NAEd/Spencer Postdoctoral Fellowship

Award Year



University of Arizona

Primary Discipline

Science Education
There is a growing literature base on how researchers can facilitate socially just science learning experiences for/with minoritized students and their teachers. Yet, this work demonstrates that due to rigid institutional constraints, teachers are rarely able to sustain the reforms after the research has been completed. Few studies reveal how science teachers, and their students, are agents not only constituted by institutional constraints but also capable of acting upon and within them.

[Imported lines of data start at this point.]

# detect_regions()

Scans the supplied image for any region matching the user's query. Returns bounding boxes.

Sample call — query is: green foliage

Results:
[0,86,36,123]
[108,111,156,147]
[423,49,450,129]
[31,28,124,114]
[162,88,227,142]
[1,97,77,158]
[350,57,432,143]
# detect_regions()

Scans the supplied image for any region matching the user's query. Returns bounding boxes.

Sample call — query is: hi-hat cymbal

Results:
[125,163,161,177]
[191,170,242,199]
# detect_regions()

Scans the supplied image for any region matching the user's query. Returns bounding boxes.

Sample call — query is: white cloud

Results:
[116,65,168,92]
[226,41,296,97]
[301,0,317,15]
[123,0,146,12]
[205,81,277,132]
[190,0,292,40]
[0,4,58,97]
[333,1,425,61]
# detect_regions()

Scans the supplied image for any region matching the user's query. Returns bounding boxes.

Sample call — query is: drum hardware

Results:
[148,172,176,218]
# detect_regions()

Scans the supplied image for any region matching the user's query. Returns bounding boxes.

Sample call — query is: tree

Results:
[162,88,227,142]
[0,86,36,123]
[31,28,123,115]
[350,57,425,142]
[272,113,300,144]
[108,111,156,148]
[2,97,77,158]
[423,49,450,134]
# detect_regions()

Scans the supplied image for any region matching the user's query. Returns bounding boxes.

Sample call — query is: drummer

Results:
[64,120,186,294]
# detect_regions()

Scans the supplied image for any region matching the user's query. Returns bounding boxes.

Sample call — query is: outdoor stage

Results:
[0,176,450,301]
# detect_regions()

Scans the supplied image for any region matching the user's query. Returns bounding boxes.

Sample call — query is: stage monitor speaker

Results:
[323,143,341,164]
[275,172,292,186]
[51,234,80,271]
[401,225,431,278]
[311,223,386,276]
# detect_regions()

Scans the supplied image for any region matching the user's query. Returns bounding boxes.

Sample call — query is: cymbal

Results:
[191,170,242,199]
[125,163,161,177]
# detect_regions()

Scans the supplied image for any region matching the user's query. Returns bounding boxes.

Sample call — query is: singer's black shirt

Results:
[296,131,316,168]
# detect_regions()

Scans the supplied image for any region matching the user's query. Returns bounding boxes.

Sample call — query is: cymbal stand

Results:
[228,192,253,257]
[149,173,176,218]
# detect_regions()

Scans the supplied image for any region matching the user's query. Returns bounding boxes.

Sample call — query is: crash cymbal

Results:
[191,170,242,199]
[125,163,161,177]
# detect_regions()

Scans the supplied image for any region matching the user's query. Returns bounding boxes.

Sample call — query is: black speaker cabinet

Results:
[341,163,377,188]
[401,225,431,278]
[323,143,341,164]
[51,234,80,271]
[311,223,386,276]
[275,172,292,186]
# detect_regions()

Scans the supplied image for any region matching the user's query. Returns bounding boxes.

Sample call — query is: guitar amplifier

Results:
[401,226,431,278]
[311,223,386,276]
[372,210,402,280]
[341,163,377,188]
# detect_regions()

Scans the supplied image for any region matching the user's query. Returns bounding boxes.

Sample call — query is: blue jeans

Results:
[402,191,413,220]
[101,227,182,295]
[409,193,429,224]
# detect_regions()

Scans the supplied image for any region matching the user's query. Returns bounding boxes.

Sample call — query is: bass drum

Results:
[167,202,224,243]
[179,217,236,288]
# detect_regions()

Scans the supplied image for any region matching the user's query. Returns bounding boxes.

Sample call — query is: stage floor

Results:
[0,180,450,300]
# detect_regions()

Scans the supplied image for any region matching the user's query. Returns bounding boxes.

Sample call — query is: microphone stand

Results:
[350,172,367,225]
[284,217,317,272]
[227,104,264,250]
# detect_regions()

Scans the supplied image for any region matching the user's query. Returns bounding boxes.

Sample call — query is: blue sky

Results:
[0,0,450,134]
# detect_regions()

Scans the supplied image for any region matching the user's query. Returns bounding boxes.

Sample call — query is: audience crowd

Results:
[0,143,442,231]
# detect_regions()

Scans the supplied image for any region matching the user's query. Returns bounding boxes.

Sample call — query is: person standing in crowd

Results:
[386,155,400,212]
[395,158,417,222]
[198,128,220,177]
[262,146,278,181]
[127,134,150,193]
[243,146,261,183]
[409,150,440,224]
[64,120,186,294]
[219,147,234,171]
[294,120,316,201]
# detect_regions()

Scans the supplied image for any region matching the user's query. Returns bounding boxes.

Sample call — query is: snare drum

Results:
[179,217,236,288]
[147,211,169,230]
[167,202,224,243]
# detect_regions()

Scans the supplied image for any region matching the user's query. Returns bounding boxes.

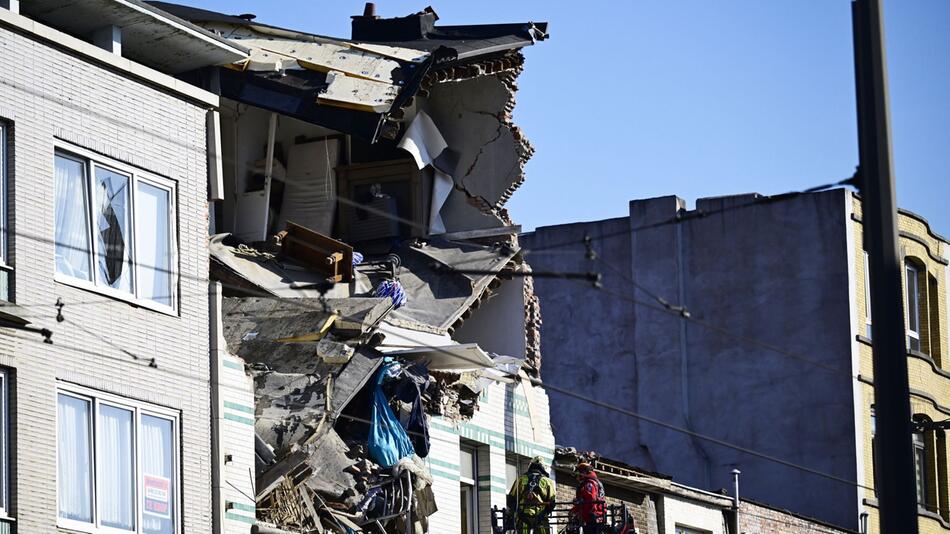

To address this underexplored avenue, I conduct multiple case studies of science teaching with social-justice minded teachers across four different classroom and community contexts.Drawing from research in social justice and feminist science education, I investigate how these teachers work within interstitial spaces (Hussenius et al., 2016), acting as carriers who “loosen boundaries” to teach science for social justice, despite prevailing material and discursive conditions that position them and their students as failing in science and science education. Findings from these case studies reveal how teachers leverage multi-dimensional aspects of justice, pedagogy, caring, ethics, science, and community to create opportunities for socially transformative science education from marginalized social, political, and economic locations—highlighting the nuanced ways that “agency emerges from the margins of power” (Butler, 1997).
About Sara Tolbert
Sara Tolbert, University of Arizona Sara Tolbert is Assistant Professor of Science Education in the Teaching, Learning, & Sociocultural Studies Department at the University of Arizona’s College of Education. Dr. Tolbert received a Ph.D. in Education (Focus Areas: Social & Cultural Contexts of Education/Science Education/Teacher Education) from the University of California at Santa Cruz in 2011. Dr. Tolbert draws from critical and feminist theories to create and investigate contextually authentic and justice-oriented approaches to science education. She partners with secondary science teachers to investigate the impact of leveraging local and global justice issues in science education on students’ experiences in school science and their sense of sociopolitical control in socioscientific problems and challenges. She has also collaborated on the design of new transformative models for science teacher education that are responsive to the needs, hopes, and dreams of marginalized students and communities. Before pursuing her Ph.D., Dr. Tolbert taught science and sheltered science in formal and informal settings in the South Bronx, NY, Atlanta, GA, South Auckland (Papatoetoe), New Zealand, and Latin America.